Variety is reporting that The Stanley Hotel, the Colorado-based resort that served as the inspiration for Stephen King’s bestselling novel The Shining, might be getting partially transformed into a horror museum, courtesy of Elijah Wood and Simon Pegg. The two actors are both on the founding board of the Stanley Film Center, which hopes to transform the site into a museum, as well as a film archive and production studio. (The museum is currently the site of the Stanley Film Festival, an annual festival for horror.)

Not to be confused with the Timberline Lodge, where Stanley Kubrick filmed exteriors for his 1980 adaptation of King’s book, the mostly vacant Stanley inspired the nightmares that gave rise to the author’s work. Later recounting his experiences at the closing-for-the-season hotel—where he and his wife were the only guests, served dinner in an empty dining room while orchestral music played over the speakers—King told interviewers, “I mean, it was like God had put me there to hear that and see those things.”

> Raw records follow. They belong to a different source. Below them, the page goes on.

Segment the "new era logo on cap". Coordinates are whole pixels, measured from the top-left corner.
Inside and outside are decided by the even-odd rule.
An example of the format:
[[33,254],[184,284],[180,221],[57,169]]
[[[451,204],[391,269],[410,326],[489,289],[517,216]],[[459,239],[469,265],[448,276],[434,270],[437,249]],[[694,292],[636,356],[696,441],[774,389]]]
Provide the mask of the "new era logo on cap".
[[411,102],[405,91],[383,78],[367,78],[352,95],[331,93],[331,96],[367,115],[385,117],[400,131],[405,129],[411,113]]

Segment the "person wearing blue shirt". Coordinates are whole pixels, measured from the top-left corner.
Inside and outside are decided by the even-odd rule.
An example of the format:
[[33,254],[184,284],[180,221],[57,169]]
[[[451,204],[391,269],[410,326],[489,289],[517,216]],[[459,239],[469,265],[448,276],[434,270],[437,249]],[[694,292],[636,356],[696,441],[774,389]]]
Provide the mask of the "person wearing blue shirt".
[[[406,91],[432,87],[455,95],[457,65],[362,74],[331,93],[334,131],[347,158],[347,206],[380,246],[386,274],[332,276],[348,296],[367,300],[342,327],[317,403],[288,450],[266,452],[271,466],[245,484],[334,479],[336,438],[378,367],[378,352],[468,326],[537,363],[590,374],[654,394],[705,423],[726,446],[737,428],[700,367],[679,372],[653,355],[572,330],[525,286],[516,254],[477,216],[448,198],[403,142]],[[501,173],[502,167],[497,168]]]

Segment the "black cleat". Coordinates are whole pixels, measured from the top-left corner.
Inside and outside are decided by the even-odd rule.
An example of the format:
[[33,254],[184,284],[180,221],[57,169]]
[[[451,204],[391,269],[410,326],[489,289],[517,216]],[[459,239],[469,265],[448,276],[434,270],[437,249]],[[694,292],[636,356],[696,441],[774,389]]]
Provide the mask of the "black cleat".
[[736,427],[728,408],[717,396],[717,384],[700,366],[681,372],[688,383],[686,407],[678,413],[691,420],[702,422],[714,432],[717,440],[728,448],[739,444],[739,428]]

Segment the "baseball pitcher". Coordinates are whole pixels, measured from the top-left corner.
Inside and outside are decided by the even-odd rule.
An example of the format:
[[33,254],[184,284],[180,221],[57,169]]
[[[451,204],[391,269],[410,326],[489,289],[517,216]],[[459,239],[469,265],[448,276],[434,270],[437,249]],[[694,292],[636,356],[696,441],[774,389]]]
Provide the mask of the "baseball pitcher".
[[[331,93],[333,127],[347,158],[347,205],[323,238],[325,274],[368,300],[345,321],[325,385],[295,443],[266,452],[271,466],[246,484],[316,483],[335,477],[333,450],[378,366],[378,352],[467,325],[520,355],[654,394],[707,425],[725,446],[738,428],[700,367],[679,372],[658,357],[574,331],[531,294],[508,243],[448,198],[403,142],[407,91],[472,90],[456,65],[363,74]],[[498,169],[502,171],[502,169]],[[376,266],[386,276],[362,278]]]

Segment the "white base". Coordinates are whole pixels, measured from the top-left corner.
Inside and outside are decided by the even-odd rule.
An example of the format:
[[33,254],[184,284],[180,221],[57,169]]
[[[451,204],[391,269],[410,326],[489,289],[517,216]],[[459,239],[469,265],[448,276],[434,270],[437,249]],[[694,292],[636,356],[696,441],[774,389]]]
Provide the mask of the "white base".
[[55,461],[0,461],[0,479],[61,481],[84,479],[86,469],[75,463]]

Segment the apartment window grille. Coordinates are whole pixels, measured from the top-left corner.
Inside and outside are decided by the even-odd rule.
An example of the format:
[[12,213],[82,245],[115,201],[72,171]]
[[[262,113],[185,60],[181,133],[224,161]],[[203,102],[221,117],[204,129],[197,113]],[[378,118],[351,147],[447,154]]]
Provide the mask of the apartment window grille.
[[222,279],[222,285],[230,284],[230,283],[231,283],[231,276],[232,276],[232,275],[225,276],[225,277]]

The Stanley Film Center is currently seeking funds to make the Center a reality; it’s hoped that the museum and the hotel’s association with King will drive tourism to the site. (If it works, we can only hope for other King-based attractions, like an It-themed sewer ride where everything floats, or The Dark Tower: a 70-hour, grueling slog that ends with a kick to the teeth before depositing you exactly where you first began.)